O Tamora, be called a gentle queen,
And with thine own hands kill me in this place!
For ’tis not life that I have begged so long;
Poor I was slain when Bassianus died.
TAMORA.
What begg’st thou, then? Fond woman, let me go.
LAVINIA.
’Tis present death I beg; and one thing more
That womanhood denies my tongue to tell.
O, keep me from their worse than killing lust,
And tumble me into some loathsome pit,
Where never man’s eye may behold my body.
Do this, and be a charitable murderer.
TAMORA.
So should I rob my sweet sons of their fee.
No, let them satisfy their lust on thee.
DEMETRIUS.
Away, for thou hast stayed us here too long.
LAVINIA.
No grace, no womanhood? Ah, beastly creature,
The blot and enemy to our general name!
Confusion fall—
CHIRON.
Nay, then I’ll stop your mouth. Bring thou her husband.
This is the hole where Aaron bid us hide him.

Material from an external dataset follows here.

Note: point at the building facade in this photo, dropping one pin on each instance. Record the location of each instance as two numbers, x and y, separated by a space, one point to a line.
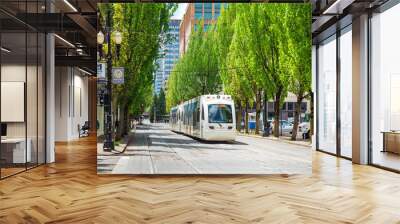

[They put Bassianus’s body in the pit and exit, carrying off Lavinia.]
TAMORA.
Farewell, my sons. See that you make her sure.
Ne’er let my heart know merry cheer indeed
Till all the Andronici be made away.
Now will I hence to seek my lovely Moor,
And let my spleenful sons this trull deflower.
[Exit.]
Enter Aaron with two of Titus’ sons, Quintus and Martius.
AARON.
Come on, my lords, the better foot before.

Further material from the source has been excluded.